ADSPACE

August 19, 2010

Perfect

When I was preparing for my first round of IVF, I will admit; I didn’t do everything I could have done.

I did more than most women do to get pregnant, but I wasn’t perfect.

I wasn’t pristine.

I wasn’t at the top of my game.

There are women who will enter into IVF with truckloads of research. They maintain strict regimes for their life and do everything by the book.

They go into it thinking that if they’re going to spend that much money, they’re going to ensure they’ve done everything on their end perfectly.

I will admit that while I have a perfectionist side to my personality, I bucked against the idea of becoming this woman. I reasoned that the stress of doing everything perfectly (right down to every morsel of food that went into my mouth) would counteract any possible benefit.

But maybe I was wrong.

Maybe my first meal post transfer shouldn’t have been a jalapeƱo cheddar bagel with extra jalapenos (because eastern medicine would suggest against eating spicy food post transfer).

Maybe I should have been working out more regularly.

Maybe I should have been more diligent about getting enough sleep in the weeks leading up to the big day.

Maybe I should have been more perfect.

And maybe then, it would have worked.

I recognize the insanity of allowing myself to think like that now, but it has certainly shaped how I'm attempting to tackle this next round.

Suddenly I’m the girl who is trying to be perfect.

As I was leaving my appointment with Teeny yesterday, Dr.

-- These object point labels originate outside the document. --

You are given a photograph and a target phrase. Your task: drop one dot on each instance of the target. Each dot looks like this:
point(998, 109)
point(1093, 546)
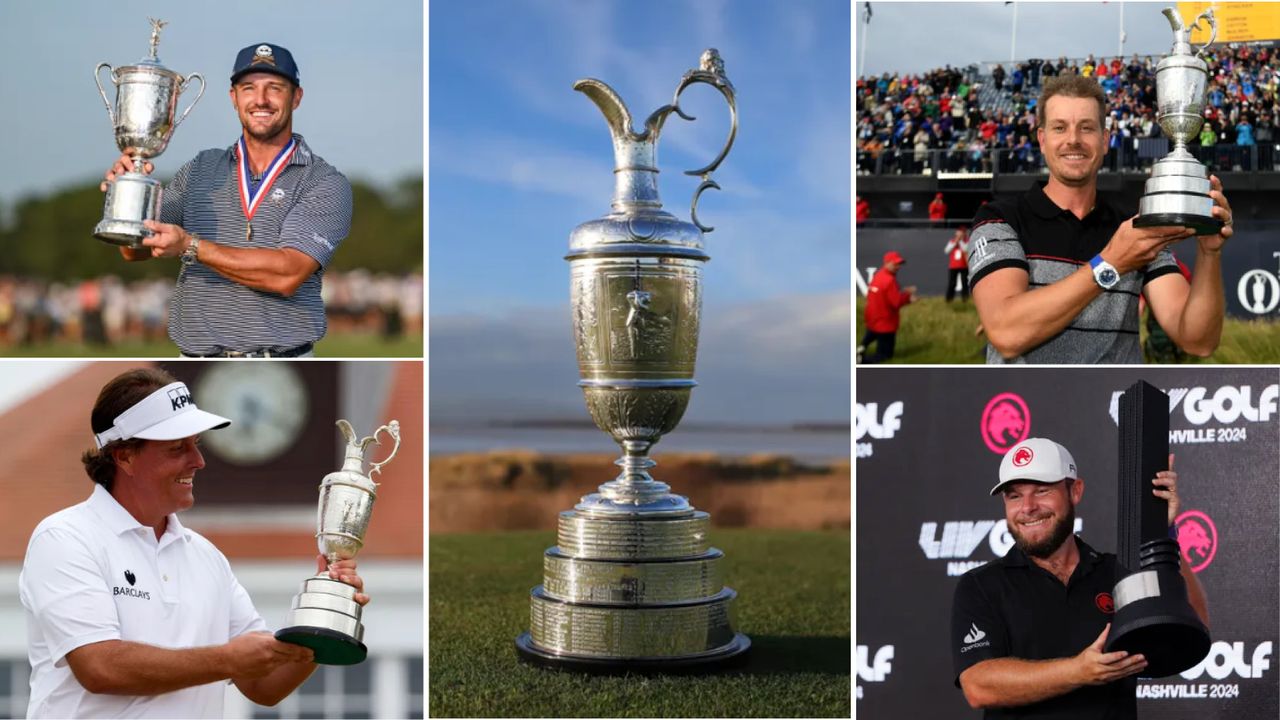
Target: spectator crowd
point(951, 119)
point(108, 310)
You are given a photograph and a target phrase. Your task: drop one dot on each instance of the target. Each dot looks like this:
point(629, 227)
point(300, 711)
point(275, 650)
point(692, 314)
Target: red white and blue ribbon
point(251, 197)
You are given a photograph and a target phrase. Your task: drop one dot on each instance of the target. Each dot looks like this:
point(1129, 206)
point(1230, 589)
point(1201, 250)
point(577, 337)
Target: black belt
point(264, 352)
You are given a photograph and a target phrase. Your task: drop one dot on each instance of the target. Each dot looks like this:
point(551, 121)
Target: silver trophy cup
point(325, 615)
point(632, 583)
point(146, 103)
point(1176, 194)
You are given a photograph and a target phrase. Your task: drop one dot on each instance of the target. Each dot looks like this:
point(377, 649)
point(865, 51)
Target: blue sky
point(517, 159)
point(361, 68)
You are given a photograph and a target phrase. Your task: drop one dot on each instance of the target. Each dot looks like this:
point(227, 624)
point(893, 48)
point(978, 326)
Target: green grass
point(348, 345)
point(794, 602)
point(937, 332)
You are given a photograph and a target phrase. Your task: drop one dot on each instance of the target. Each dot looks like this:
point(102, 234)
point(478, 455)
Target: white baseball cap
point(1037, 460)
point(168, 413)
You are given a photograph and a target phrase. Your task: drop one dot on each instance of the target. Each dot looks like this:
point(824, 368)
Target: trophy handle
point(392, 429)
point(711, 72)
point(199, 95)
point(1212, 30)
point(97, 78)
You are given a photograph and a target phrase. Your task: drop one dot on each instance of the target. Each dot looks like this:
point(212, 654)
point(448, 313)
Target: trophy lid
point(638, 224)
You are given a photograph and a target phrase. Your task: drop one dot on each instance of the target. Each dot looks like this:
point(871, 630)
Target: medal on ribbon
point(252, 197)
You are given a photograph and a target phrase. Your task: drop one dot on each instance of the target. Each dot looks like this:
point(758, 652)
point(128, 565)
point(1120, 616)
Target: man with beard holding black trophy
point(254, 226)
point(1028, 629)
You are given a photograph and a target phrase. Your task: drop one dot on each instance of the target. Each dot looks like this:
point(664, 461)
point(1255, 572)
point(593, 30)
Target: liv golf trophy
point(325, 615)
point(1176, 194)
point(146, 101)
point(632, 583)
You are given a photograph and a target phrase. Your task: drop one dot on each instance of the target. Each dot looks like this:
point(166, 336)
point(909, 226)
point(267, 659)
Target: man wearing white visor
point(128, 613)
point(1019, 624)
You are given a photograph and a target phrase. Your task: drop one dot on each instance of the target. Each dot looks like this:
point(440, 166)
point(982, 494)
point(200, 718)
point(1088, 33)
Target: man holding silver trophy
point(1057, 272)
point(128, 611)
point(254, 224)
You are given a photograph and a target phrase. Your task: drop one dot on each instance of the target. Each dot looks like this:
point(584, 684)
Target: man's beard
point(1048, 546)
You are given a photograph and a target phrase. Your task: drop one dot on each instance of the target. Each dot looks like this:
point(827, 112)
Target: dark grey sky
point(910, 37)
point(361, 68)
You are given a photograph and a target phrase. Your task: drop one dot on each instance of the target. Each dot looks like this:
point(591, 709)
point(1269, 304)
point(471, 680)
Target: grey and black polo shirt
point(1048, 242)
point(307, 208)
point(1011, 607)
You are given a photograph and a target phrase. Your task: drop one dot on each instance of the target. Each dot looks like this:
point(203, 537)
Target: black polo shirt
point(1032, 233)
point(1011, 607)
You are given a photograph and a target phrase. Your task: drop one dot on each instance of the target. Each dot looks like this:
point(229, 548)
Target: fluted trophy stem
point(632, 583)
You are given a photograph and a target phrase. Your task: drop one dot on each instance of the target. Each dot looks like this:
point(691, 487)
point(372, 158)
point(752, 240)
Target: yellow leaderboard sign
point(1237, 22)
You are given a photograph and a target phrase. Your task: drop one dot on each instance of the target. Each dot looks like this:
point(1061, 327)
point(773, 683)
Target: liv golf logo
point(1258, 290)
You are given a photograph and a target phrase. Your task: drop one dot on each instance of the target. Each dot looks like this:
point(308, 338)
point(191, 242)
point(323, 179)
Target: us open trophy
point(325, 615)
point(1176, 194)
point(146, 101)
point(632, 583)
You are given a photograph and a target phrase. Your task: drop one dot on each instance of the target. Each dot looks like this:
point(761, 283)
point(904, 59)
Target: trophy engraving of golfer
point(325, 615)
point(632, 582)
point(1176, 194)
point(146, 101)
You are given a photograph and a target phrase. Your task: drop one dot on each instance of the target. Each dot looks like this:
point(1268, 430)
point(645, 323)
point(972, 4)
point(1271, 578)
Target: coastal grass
point(938, 332)
point(794, 602)
point(343, 345)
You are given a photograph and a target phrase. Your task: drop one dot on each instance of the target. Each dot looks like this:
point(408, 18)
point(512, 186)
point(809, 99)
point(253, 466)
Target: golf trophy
point(146, 101)
point(325, 615)
point(1176, 192)
point(632, 583)
point(1152, 614)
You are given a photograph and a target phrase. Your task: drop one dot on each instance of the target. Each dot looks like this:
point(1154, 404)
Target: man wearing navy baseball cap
point(1019, 624)
point(254, 224)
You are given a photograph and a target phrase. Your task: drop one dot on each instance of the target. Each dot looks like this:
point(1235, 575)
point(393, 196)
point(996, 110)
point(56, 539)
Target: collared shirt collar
point(301, 156)
point(118, 520)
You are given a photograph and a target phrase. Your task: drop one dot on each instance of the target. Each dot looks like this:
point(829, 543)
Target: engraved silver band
point(632, 540)
point(611, 582)
point(594, 630)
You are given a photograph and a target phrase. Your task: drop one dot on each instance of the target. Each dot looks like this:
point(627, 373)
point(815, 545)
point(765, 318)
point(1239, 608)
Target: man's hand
point(1132, 249)
point(123, 164)
point(1166, 487)
point(1097, 668)
point(255, 655)
point(165, 241)
point(344, 572)
point(1221, 210)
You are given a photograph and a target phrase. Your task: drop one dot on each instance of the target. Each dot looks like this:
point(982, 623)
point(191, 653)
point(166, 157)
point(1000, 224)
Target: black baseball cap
point(265, 58)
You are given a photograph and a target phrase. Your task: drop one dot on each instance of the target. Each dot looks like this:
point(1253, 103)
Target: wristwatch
point(1104, 272)
point(188, 255)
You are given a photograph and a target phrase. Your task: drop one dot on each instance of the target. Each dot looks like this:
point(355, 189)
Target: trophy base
point(1200, 223)
point(731, 655)
point(127, 233)
point(330, 646)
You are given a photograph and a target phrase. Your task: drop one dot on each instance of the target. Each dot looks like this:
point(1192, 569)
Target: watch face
point(266, 404)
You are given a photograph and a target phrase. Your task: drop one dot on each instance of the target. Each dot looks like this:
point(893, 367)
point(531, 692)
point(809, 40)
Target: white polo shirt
point(92, 573)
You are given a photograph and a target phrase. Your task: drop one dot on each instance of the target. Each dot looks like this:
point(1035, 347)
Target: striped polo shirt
point(307, 208)
point(1048, 242)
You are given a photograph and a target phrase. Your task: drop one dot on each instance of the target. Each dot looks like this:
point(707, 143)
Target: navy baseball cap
point(265, 58)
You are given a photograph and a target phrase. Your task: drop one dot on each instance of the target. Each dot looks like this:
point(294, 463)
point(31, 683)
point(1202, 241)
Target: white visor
point(168, 413)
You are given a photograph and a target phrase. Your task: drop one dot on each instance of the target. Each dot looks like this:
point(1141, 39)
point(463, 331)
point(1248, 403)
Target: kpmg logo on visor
point(179, 397)
point(1005, 422)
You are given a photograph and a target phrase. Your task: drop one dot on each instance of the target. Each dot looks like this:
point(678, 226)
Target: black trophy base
point(330, 646)
point(732, 655)
point(1200, 223)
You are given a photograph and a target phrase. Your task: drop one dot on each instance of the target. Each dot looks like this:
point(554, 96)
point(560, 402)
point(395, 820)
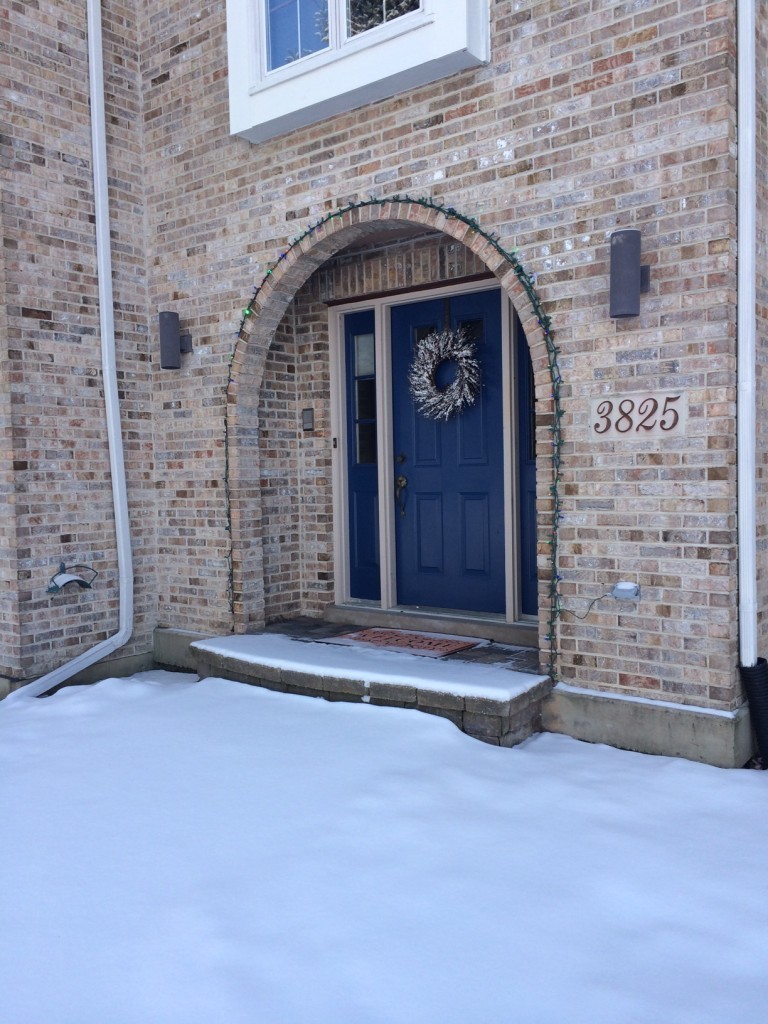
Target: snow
point(370, 664)
point(182, 852)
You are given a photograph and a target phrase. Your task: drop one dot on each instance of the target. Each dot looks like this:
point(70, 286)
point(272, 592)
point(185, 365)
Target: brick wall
point(592, 116)
point(61, 508)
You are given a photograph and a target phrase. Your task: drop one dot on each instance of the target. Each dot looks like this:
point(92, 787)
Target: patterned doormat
point(424, 644)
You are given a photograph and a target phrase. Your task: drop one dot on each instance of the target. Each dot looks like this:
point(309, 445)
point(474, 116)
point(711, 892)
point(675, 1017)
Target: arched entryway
point(360, 225)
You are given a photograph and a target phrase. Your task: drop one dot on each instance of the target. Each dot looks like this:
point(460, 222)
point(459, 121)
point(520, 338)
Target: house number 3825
point(637, 416)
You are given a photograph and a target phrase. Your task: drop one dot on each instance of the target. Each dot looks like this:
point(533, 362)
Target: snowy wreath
point(431, 352)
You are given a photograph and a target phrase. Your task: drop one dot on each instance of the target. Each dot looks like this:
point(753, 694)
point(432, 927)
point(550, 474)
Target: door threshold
point(469, 624)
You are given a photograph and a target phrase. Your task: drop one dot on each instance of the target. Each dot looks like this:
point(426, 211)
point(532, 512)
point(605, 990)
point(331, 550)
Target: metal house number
point(639, 416)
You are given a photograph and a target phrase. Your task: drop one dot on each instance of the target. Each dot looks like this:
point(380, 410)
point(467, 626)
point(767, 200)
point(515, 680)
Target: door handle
point(399, 486)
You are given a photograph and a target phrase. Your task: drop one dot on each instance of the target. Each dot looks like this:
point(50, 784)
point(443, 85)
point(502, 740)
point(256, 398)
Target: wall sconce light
point(83, 576)
point(172, 343)
point(628, 279)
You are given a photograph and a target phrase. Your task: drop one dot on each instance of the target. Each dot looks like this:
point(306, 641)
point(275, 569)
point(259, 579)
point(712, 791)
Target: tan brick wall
point(62, 509)
point(592, 116)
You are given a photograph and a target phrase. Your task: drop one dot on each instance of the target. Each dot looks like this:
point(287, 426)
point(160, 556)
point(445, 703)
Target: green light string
point(528, 285)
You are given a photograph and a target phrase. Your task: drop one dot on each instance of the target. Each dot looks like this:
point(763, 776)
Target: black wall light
point(172, 343)
point(628, 279)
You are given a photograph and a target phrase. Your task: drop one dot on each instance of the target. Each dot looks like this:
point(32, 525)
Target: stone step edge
point(504, 721)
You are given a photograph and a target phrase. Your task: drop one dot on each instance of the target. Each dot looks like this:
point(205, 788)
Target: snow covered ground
point(182, 852)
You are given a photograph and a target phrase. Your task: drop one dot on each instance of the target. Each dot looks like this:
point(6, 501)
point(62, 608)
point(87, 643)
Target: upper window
point(295, 61)
point(297, 28)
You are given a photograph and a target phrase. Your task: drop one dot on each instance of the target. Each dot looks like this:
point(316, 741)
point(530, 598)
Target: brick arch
point(264, 313)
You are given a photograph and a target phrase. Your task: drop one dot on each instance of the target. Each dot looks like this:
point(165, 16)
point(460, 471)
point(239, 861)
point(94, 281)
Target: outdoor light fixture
point(628, 279)
point(172, 343)
point(83, 576)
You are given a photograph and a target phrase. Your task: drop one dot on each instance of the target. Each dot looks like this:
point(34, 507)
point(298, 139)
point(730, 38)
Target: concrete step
point(479, 691)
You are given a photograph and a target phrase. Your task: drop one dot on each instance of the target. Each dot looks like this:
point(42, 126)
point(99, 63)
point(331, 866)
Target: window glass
point(365, 364)
point(365, 14)
point(295, 29)
point(365, 397)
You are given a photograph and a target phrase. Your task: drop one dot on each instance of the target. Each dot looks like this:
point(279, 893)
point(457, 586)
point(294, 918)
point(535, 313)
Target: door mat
point(424, 644)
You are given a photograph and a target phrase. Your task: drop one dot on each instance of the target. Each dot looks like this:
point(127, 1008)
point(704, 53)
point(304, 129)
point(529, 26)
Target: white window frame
point(440, 38)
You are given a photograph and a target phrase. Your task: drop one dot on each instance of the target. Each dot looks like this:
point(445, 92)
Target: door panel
point(450, 524)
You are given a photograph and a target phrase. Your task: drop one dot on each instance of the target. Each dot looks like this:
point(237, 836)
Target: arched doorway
point(435, 512)
point(245, 415)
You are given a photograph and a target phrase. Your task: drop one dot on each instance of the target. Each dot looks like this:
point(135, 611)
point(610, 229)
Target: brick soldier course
point(590, 117)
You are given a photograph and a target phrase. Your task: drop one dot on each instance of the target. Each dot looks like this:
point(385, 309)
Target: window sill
point(449, 39)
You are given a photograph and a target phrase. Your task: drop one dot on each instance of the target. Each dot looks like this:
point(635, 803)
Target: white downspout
point(109, 371)
point(745, 337)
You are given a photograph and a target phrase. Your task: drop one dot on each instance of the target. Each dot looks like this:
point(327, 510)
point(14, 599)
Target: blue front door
point(450, 474)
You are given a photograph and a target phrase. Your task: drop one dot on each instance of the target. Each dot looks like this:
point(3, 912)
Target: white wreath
point(438, 347)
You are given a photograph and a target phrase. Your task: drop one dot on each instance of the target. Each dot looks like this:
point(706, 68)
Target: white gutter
point(109, 370)
point(745, 337)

Naturopath grabbed me and pulled me into her office. I have a follow up appointment scheduled for 2 weeks from now, but since I was there and she was there; she wanted to go over my blood results from a few weeks back.

I’ve got to say that I love that about this place. It’s like Private Practice. There are general practitioners and eastern medicine practitioners; all coexisting in one space and feeding off each other’s knowledge. Discussing patients as a team in an effort to determine the best course of action.

I love it.

The reason she wanted to meet with me though, was that my thyroid levels definitely came back a little out of whack.

Sluggish.

That was the word she used to describe the situation.

When I told her that I hadn’t lost an ounce at all during the cleanse, she said that made perfect sense given where my levels were.

Vindication!

She wanted me to start treatment now, and then we’re going to reconvene at the appointment I’ve already got scheduled. I was sent off with a supplement called ½ grain (to add to my now growing list of supplements and vitamins; I am officially back to the point of considering an old lady pill organizer) and the hope that eventually my body will get back to working like normal.

Because this is one more thing I can point to and say wasn't perfect enough for this last round.

One more thing I can fix before the next round.

I left the office feeling refreshed. I can honestly say that after the last year I feel like my body has been through a lot; possibly too much. I think the Lupron and IVF hormones have wreaked a little bit of havoc everywhere, and I’m just not convinced that anything is functioning optimally anymore.

Nothing about my thyroid levels were too concerning, but they weren’t perfect either.

And that’s where I wonder if there wasn’t more I could have done going into this last round. If it isn’t possible that if I had paid a little more attention to my overall health and to following every trick there is out there to encourage implantation; I might be pregnant right now.

I realize the audacity there. Women get pregnant every day who are far less healthy than I am. Women who smoke or drink heavily. Women who are excessively overweight or who subsist on a diet of grease and sugar. Women who are drug addicts.

Women who don’t have to try nearly as hard, get pregnant every day; oftentimes without trying at all.

So my deviations from perfection (or my sluggish thyroid – which I’m convinced is just ticked after being bombarded with hormones) are not the reason I didn’t get pregnant.

But still… I can’t help wondering if I could have done more.

I’m not sure I want to be the woman who’s striving for perfection in this journey. I’m not sure I want to be the one who drives herself crazy trying to pour over the conflicting tips and diet plans. I’m not sure I have it in me to be so anal that the stress overshadows any benefits.

But I do want to be better before going into this next round.

I want to feel like I gave my whole body a chance.

Like I did my best.

To be healthy.

To be ready.

To be perfect.

Or if not perfect; at least good enough.

Good enough to make this one stick.

Good enough to feel like I did everything there was to do.

And good enough to wind up with a baby in my arms at the end.